Air is hard to look at, of course, because it’s invisible. (In the places
where you can see the air, what you’re seeing is pollution, not air.) On
earth, air is more powerful than almost anything we know. It contains ample amounts
of oxygen for animals, and lots of carbon dioxide for plants. Without it, both
would die. It is a lifeline that is so omnipresent (it’s always as close
as your next breath) we usually take it for granted. It’s essential to
our functioning for even the next ten minutes. And yet it’s invisible. “‘All right,’ some may say, ‘What about something physical
like a house? You can see a house, and if someone dropped a house on you, it
would kill you faster than taking air away from you, so wouldn’t a house
be more powerful?’ What would make the house fall? Gravity—another
of those powerful invisible ‘forces’ we take for granted. If gravity
didn’t pull the house down, the house would have no power to destroy.
“And what about light? You can’t ‘see’ light. It’s
when light reflects off something that we can see its effects. We can see the
glow of the light bulb, and we can see the light it casts, but we can’t
see the light traveling from the bulb to the objects it’s illuminating.
“If the sun radiates enough light to illuminate the earth, why is the space
between here and the sun dark? Because the light waves are invisible until they
strike something—namely the earth’s atmosphere (which is made of
our good old invisible friend, air—and held in place by our invisible
friend, gravity).
“And heat? We can’t see heat, but we can certainly feel it. If it
wasn’t for the invisible atmosphere (air) of our planet, held in place
by invisible gravity, holding invisible heat, do you know how cold the earth
would be? Cold. About 280 degrees below zero at night.

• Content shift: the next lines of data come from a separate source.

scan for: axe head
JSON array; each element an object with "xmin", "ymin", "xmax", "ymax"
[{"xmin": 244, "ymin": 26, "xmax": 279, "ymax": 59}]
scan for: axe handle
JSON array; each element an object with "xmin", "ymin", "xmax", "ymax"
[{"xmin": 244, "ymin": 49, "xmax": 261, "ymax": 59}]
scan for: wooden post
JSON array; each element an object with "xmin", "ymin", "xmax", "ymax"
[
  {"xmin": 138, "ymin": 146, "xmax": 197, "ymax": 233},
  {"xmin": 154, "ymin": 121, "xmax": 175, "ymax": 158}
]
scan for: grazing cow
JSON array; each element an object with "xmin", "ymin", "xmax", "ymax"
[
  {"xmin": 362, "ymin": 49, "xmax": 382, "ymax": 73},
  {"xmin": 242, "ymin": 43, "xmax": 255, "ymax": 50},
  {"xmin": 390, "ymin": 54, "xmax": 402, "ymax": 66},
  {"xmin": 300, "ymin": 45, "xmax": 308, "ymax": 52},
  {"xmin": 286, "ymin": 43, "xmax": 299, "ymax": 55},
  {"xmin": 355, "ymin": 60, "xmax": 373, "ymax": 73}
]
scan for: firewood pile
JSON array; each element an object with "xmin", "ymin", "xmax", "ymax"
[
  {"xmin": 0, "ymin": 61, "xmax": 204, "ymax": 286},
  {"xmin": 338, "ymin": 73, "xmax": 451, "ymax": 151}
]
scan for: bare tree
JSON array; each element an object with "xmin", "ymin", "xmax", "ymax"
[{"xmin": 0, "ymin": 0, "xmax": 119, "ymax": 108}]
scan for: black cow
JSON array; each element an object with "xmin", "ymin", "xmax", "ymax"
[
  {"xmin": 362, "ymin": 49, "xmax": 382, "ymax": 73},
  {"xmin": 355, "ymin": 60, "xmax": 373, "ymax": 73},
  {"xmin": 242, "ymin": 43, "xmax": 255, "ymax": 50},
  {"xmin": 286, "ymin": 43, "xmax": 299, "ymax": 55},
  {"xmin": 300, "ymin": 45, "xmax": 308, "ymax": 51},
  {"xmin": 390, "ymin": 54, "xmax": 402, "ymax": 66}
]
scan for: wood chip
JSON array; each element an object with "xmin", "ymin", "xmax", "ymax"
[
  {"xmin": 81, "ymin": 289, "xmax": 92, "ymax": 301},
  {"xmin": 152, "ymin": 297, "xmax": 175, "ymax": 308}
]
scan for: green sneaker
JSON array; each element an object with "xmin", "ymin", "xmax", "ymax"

“Coolness is just as important for human survival—and until things
approach the freezing point, coolness can’t be easily perceived either.
“Can you tell the temperature of a tub of water by just looking at it?
Unless it’s hot enough to steam or cold enough to freeze, you probably
can’t. Can you tell how warm or cool a room is by looking at it through
a pane of glass? Again, unless there are some clues, probably not.
"Looking
inside ourselves for a moment, we find that our most powerful
inner motivators can’t be seen. Love, hate, passion,
greed, fear, desire, lust, compassion, charity, goodness—all
the emotions that set us into motion can’t be seen.
The effects can certainly be seen, but the emotions themselves,
no. “And
thoughts, well, thoughts are so invisible (yes, you can ‘see’ your
own thoughts, but nobody else can) and so powerful, we
think they deserve a chapter all to themselves.” (Quoted
from McWilliams, Peter & John-Roger.
Life 101. Los Angeles: Prelude Press. 1991.)
*
* *

Let
us contemplate the art of the fluctuating Democratic Republic
of Congo, that visible expression of unseen
thoughts and emotions,
remembering
that
the media of copper, wood, paint and malachite
are products of the earth. Perhaps
by reflecting deeply enough we can even alter the
invisible world of negative thoughts and feelings at
the core
of all the Democratic
Republic
of Congo’s
external tragedies. That’s what Common Ground
191 is committed to doing—using
art as a process to bring the spirit of the soils
of the world together and in so doing, unite them
symbolically—and ultimately visibly.